De quelle manière faut-il s'y prendre pour implanter un blé population sous couvert de luzerne ?
V. G. : « Pour bien faire, la luzerne doit se développer au moins un hiver pour avoir son pivot suffisamment fort pour résister au travail mécanique lié au semis de blé. La deuxième année d'exploitation, je sème le blé très dense dans la luzerne avec une semoir combiné et une herse rotative, à une profondeur de 0,5 à 1,5 cm maximum, pour ne pas détruire le pivot de la luzerne. L'objectif est d'avoir un mulch de luzerne, créant des conditions favorables à la germination du blé semé en surface. Le développement de la luzerne s'arrête en octobre, période idéale pour le semis de blé. Pour la suite, il n'y a pas d'autre intervention à faire ! La moisson du blé est réalisée en août. Pour moissonner, on lève au maximum la barre de coupe (+ 1,50 m de haut), puis on passe la récolte dans un trieur-séparateur le jour même, pour optimiser la conservation du grain. Il faut bien sécher la récolte car les gousses de luzerne peuvent apporter jusqu'à 2 points d'humidité au blé. Si la luzerne ne s'est pas trop développée, on peut la moissonner avec le blé. On peut ainsi cultiver deux années de suite des céréales sur un couvert de luzerne. Au bout de 5-6 ans, il faudra la casser. »
Quel est le secret pour réussir son semis sous couvert ?
V. G. : « Tout est une question d'équilibre. Les espèces associées ne doivent pas se concurrencer pendant des périodes de développement comme la levée de germination. C'est pour cela qu'il est intéressant de semer le blé quand la luzerne est en période de repos. L'association légumineuses-céréales permet d'avoir un très bon rapport C/N qui optimise la minéralisation de la matière organique dans le sol. C'est une symbiose ; elles s'échangent les éléments nutritifs au fur et à mesure de leurs cycles de vie. L'exploration racinaire est optimale car il y a deux systèmes racinaires, pivotant et fasciculé, prospectant sur deux profils différents, ce qui limite la concurrence.

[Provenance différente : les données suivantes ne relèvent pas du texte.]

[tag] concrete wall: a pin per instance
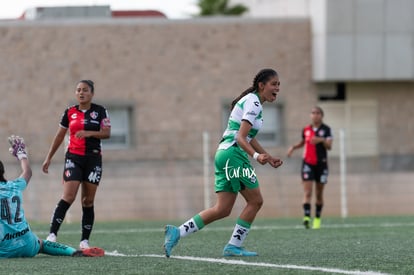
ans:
(176, 75)
(360, 40)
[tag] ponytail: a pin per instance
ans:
(261, 77)
(2, 179)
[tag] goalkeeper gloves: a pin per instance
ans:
(18, 147)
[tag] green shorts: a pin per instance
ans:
(233, 171)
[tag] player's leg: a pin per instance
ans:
(254, 202)
(88, 192)
(58, 249)
(321, 180)
(222, 208)
(306, 204)
(70, 189)
(92, 175)
(308, 177)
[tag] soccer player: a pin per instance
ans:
(88, 123)
(317, 139)
(233, 171)
(17, 238)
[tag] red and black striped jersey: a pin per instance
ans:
(89, 120)
(315, 153)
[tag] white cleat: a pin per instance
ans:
(51, 237)
(84, 244)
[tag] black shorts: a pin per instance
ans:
(83, 168)
(318, 172)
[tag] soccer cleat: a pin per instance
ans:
(306, 222)
(51, 238)
(232, 250)
(89, 252)
(316, 223)
(172, 236)
(84, 244)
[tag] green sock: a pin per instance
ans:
(57, 249)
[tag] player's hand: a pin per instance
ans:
(17, 147)
(262, 159)
(290, 151)
(275, 162)
(45, 166)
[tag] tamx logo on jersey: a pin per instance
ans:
(237, 172)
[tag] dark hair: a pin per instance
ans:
(261, 77)
(2, 172)
(89, 83)
(319, 109)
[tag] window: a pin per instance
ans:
(120, 127)
(270, 134)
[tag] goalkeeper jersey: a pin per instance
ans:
(14, 228)
(247, 108)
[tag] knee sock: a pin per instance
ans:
(57, 249)
(88, 218)
(58, 216)
(307, 209)
(192, 225)
(318, 210)
(241, 229)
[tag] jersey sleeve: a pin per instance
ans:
(251, 109)
(105, 121)
(64, 121)
(328, 133)
(19, 183)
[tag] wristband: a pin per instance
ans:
(21, 156)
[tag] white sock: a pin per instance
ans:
(188, 227)
(238, 236)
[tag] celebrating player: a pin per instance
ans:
(17, 238)
(233, 171)
(88, 123)
(317, 139)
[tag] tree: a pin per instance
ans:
(220, 7)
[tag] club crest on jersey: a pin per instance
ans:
(67, 173)
(94, 115)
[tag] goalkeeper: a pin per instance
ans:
(17, 239)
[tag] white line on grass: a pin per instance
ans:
(223, 228)
(240, 262)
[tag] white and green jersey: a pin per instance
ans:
(247, 108)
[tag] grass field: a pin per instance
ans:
(364, 245)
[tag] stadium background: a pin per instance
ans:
(174, 77)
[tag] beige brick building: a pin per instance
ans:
(174, 79)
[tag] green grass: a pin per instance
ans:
(377, 244)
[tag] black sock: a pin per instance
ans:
(318, 210)
(58, 216)
(307, 209)
(88, 218)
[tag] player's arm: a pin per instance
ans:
(26, 169)
(294, 147)
(57, 141)
(327, 142)
(246, 146)
(18, 149)
(103, 133)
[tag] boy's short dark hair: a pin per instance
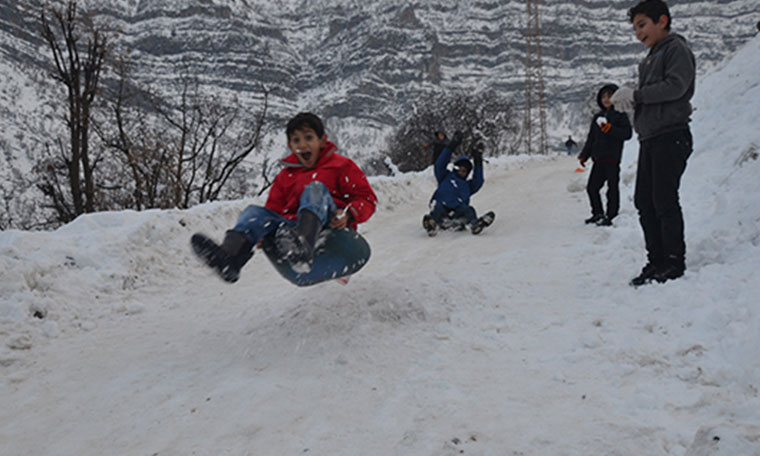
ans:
(653, 9)
(305, 120)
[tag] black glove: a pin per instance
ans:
(477, 154)
(456, 141)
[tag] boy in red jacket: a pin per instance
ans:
(317, 188)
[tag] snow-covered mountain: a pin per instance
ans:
(361, 65)
(524, 340)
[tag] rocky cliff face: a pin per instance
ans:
(362, 64)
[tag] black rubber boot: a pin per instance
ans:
(645, 276)
(299, 244)
(674, 268)
(226, 259)
(594, 219)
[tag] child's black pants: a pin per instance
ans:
(662, 161)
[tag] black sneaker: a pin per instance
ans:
(646, 276)
(594, 219)
(604, 221)
(428, 222)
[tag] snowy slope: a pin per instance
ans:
(525, 340)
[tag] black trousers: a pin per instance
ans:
(600, 173)
(662, 161)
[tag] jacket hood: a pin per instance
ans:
(464, 161)
(612, 87)
(327, 150)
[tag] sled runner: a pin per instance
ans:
(339, 254)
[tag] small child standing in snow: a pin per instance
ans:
(317, 188)
(661, 118)
(604, 145)
(451, 199)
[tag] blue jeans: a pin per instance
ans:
(255, 222)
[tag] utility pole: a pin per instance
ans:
(535, 112)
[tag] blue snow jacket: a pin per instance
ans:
(453, 191)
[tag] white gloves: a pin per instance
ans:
(603, 124)
(622, 99)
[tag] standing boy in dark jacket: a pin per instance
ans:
(604, 144)
(661, 118)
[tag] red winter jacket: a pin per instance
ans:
(347, 184)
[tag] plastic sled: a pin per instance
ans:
(339, 254)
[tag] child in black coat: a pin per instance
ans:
(604, 145)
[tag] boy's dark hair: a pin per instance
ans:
(653, 9)
(305, 120)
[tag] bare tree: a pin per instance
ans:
(181, 147)
(486, 117)
(79, 49)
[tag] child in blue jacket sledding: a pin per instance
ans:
(451, 200)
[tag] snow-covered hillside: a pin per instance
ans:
(525, 340)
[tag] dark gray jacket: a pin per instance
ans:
(666, 84)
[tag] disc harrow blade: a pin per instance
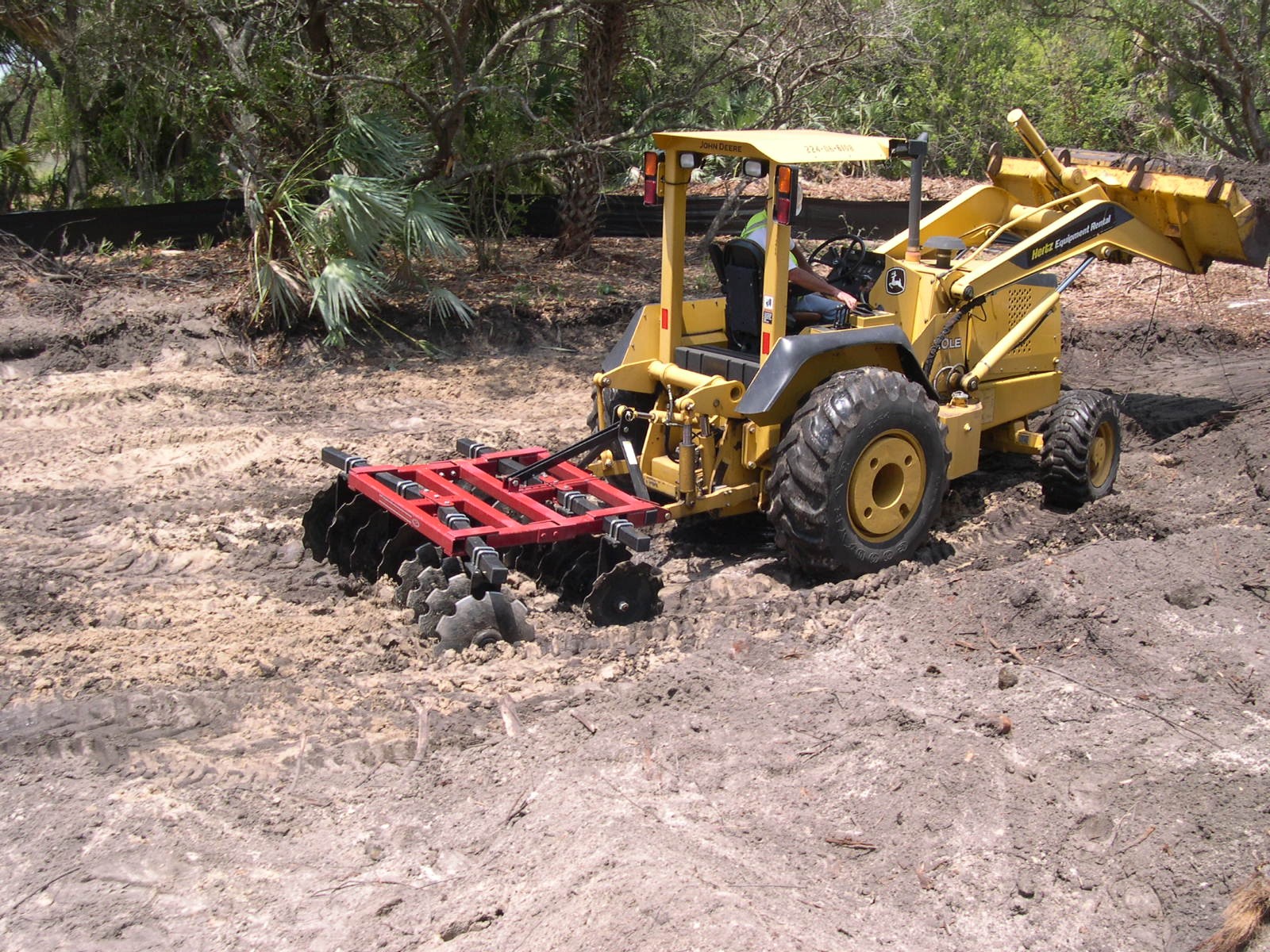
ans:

Mais il reste encore tant d'essais à faire avec la luzerne ! Pour la suite, j'aimerai tester d'autres associations et couverts végétaux, comme le sainfoin associé à de l'orge brassicole ou encore l'association trèfle-seigle en semis d'automne. Il tient à chacun de trouver son "mariage" idéal ! ».

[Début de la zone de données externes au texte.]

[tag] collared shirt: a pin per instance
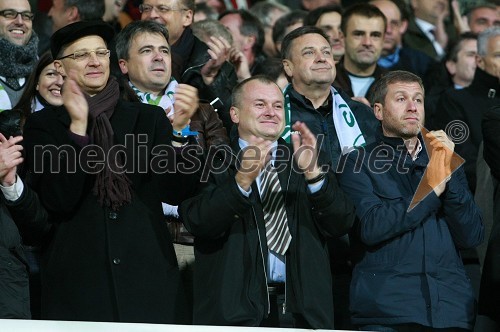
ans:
(427, 28)
(276, 263)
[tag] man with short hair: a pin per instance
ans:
(18, 50)
(395, 56)
(329, 19)
(145, 60)
(429, 28)
(364, 28)
(482, 17)
(104, 198)
(248, 37)
(456, 71)
(339, 122)
(408, 274)
(201, 65)
(263, 260)
(467, 106)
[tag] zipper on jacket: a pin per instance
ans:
(263, 262)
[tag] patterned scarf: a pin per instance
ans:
(347, 128)
(165, 101)
(112, 186)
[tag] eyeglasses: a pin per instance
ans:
(85, 55)
(161, 9)
(11, 14)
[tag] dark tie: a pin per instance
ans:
(13, 83)
(277, 232)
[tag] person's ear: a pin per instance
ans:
(235, 114)
(403, 27)
(451, 66)
(187, 18)
(59, 68)
(377, 110)
(123, 66)
(288, 67)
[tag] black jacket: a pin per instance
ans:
(230, 285)
(103, 265)
(490, 278)
(189, 55)
(343, 82)
(461, 113)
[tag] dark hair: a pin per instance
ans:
(25, 103)
(189, 4)
(361, 9)
(126, 35)
(238, 89)
(206, 28)
(250, 26)
(209, 12)
(380, 86)
(313, 16)
(89, 10)
(265, 10)
(289, 38)
(285, 21)
(480, 6)
(456, 46)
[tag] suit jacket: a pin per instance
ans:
(103, 265)
(230, 286)
(490, 278)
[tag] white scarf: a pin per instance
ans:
(5, 103)
(165, 101)
(347, 128)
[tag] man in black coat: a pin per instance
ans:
(101, 167)
(239, 279)
(201, 65)
(338, 121)
(461, 111)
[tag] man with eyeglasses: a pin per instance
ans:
(201, 65)
(110, 257)
(18, 50)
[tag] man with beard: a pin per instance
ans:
(18, 49)
(408, 274)
(364, 27)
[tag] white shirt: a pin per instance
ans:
(276, 263)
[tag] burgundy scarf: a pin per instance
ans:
(112, 187)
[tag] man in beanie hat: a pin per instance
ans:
(110, 257)
(18, 50)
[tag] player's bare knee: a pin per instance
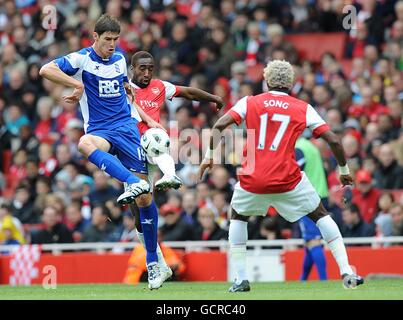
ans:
(144, 200)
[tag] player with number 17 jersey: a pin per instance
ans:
(278, 120)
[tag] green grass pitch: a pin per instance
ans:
(293, 290)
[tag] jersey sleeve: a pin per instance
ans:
(300, 157)
(238, 111)
(71, 63)
(315, 122)
(171, 90)
(125, 78)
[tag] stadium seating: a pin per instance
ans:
(311, 46)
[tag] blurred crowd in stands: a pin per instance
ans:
(50, 194)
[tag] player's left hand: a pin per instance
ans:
(219, 102)
(154, 124)
(206, 164)
(346, 180)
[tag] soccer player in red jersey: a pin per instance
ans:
(150, 95)
(278, 120)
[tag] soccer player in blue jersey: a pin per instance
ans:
(310, 161)
(98, 75)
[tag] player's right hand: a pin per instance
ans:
(206, 164)
(75, 96)
(346, 180)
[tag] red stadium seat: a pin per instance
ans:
(255, 73)
(311, 46)
(346, 64)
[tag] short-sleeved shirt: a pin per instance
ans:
(277, 120)
(104, 104)
(152, 98)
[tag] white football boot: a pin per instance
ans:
(155, 280)
(166, 182)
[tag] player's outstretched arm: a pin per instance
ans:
(52, 72)
(335, 145)
(200, 95)
(218, 127)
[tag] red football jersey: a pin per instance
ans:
(277, 120)
(152, 98)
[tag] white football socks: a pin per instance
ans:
(331, 234)
(166, 164)
(238, 235)
(161, 260)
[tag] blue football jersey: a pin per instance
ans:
(104, 104)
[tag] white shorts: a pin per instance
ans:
(291, 205)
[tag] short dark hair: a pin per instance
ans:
(106, 23)
(141, 55)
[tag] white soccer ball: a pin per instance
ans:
(155, 142)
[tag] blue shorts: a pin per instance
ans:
(125, 144)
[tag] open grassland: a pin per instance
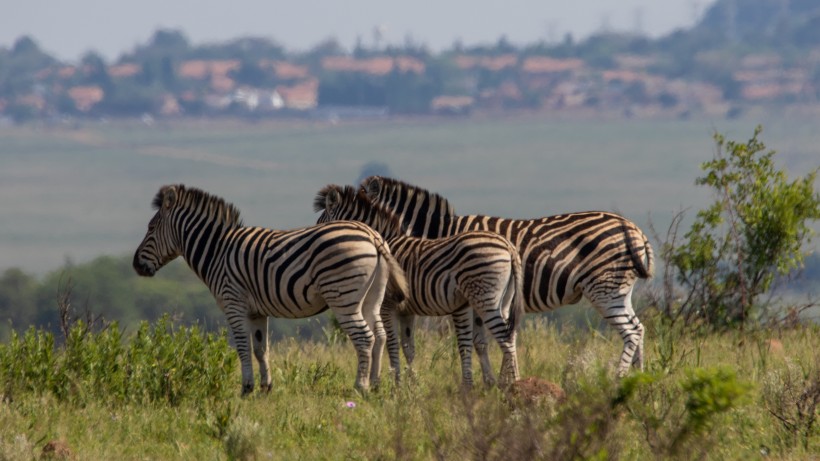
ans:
(704, 396)
(85, 191)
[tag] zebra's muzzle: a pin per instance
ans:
(143, 269)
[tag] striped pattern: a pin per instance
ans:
(255, 273)
(470, 272)
(595, 254)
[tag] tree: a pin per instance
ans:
(755, 230)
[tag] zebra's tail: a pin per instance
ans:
(517, 306)
(645, 269)
(397, 287)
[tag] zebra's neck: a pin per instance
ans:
(202, 240)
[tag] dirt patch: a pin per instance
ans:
(57, 450)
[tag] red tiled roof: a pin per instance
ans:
(376, 66)
(124, 70)
(200, 69)
(543, 65)
(85, 96)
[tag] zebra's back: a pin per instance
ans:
(282, 272)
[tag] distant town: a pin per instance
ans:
(714, 68)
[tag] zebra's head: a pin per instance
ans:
(372, 186)
(160, 244)
(328, 201)
(337, 203)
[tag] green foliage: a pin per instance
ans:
(676, 418)
(754, 231)
(160, 363)
(706, 411)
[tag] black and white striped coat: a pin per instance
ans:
(470, 272)
(255, 273)
(594, 254)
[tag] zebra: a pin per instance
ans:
(255, 273)
(593, 254)
(472, 272)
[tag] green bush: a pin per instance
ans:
(159, 363)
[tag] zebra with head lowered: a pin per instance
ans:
(595, 254)
(472, 272)
(255, 273)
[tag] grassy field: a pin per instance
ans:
(85, 191)
(704, 396)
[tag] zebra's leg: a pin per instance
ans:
(353, 323)
(259, 332)
(238, 322)
(619, 313)
(371, 309)
(480, 343)
(407, 330)
(463, 322)
(499, 328)
(389, 317)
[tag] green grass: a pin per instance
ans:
(85, 192)
(718, 396)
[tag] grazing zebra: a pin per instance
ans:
(594, 254)
(472, 272)
(255, 273)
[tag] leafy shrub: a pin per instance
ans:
(160, 363)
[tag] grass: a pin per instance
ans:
(719, 396)
(85, 192)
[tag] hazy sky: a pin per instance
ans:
(67, 29)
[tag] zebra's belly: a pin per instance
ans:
(291, 308)
(435, 304)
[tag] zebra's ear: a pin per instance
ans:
(332, 199)
(169, 197)
(373, 187)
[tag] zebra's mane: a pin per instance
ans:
(391, 184)
(359, 198)
(197, 199)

Propos recueillis par Clément Rousseau, animateur filières végétales bio à Haute-Loire Biologique
Présentation de l'exploitation
Vincent Gerenton est paysan boulanger en polyculture élevage, avec une vingtaine de vaches allaitantes de race aubrac, et sur une SAU de 70 ha à Rosières (Haute-Loire). Pour assurer son autonomie fourragère tout en produisant des céréales panifiables de qualité, Vincent Gerenton pratique un semis de blé de variété population sous couvert de luzerne sur un tiers de ses surfaces de blé, soit 2 ha sur 7. L'objectif est de convertir la totalité de ses cultures de blé. Cette technique atypique montre l'optimisation possible pour répondre aux différents besoins de la ferme.